Is There a Way Out? A Call for Pragmatism
This is not a call to abandon automation. It is a call for radical pragmatism. The problem isn’t the idea of programmable infrastructure, but the heavyweight, all-or-nothing frameworks we’ve adopted as dogma.
- Embrace Managed Services Fully: The best infrastructure code is no infrastructure code. Use fully managed services (serverless functions, managed databases, platform-as-a-service) that eliminate the need for vast swathes of provisioning code. Let the cloud vendor own the undifferentiated heavy lifting.
- Right-Size Your Tooling: Do you need a full-blown IaC framework? For many tasks, cloud-native tools like AWS CDK or Azure Bicep (which compile to CloudFormation/ARM) offer a better developer experience by using real programming languages. For configuration, consider simpler, agent-based tools that are better suited for post-provisioning setup.
- Contain Your Scope: Use IaC only for the stable, foundational layers: networking, identity, core policies. For dynamic application infrastructure (especially in Kubernetes environments), the IaC model often fights the platform’s own declarative API (like Kubernetes manifests). Let each layer use its native tooling.
- Admit Imperfection: Sometimes, a well-documented, manual process for a one-off, complex infrastructure item is cheaper and safer than attempting to codify it. Not everything needs to be in version control.

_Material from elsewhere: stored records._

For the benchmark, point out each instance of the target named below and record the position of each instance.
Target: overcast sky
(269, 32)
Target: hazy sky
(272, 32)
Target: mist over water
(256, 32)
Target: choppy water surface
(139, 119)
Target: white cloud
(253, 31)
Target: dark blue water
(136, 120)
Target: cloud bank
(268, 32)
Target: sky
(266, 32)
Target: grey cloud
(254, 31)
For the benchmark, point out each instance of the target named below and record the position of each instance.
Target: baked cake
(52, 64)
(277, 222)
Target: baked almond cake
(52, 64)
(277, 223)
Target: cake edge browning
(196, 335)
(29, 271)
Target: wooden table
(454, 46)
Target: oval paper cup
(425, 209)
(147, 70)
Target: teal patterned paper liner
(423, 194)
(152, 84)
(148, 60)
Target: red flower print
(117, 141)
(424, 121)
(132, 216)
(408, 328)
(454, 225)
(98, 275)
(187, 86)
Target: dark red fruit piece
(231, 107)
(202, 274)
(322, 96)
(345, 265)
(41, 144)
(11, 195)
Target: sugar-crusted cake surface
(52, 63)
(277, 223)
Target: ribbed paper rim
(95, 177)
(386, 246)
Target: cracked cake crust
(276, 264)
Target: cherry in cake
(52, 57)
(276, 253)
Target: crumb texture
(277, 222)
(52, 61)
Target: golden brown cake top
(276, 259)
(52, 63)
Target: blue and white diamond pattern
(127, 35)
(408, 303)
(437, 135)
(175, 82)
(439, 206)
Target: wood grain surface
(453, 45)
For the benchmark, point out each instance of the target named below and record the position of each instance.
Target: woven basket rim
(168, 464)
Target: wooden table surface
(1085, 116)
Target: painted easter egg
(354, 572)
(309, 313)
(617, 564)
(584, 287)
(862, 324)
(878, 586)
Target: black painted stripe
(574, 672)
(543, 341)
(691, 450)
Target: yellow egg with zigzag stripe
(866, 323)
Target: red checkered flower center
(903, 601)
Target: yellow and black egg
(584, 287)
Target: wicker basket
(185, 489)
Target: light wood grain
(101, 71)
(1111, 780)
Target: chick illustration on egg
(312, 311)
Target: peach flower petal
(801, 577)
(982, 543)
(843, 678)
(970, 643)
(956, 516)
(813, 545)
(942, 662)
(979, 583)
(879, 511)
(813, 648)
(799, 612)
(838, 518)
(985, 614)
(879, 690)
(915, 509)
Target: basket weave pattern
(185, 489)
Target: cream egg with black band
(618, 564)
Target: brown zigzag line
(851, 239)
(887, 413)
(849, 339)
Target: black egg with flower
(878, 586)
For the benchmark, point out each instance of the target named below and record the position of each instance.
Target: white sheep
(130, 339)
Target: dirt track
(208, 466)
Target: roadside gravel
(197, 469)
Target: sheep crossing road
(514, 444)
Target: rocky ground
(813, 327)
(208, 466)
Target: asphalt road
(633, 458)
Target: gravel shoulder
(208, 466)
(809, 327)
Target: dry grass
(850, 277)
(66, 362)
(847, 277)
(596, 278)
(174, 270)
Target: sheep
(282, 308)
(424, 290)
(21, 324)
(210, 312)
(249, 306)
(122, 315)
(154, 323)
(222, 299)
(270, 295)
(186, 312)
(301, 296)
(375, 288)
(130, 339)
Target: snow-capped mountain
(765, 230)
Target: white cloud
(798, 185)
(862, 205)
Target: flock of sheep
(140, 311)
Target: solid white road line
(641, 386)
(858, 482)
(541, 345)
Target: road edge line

Conclusion: Beyond the Hype Cycle
Infrastructure as Code tools solved critical problems of the past: manual inconsistency and lack of audit trails. But in their zealous adoption, we’ve embraced them as a universal solvent for all infrastructure woes. They are not. They are complex software projects in their own right, with their own bugs, learning curves, and failure modes. They have created a new universe of complexity—state management, provider abstraction, and configuration sprawl—that can stifle productivity and innovation.
The path forward is not more tooling, but more thoughtfulness. We must critically evaluate the true cost of our abstractions, use the right tool for the right layer, and relentlessly seek to delete code rather than write it. The goal was always better, more reliable infrastructure. It’s time to admit that for many, the heavyweight IaC toolkit has become the obstacle, not the path. The real innovation will come from simplifying our systems, not from adding another layer of clever code to manage them.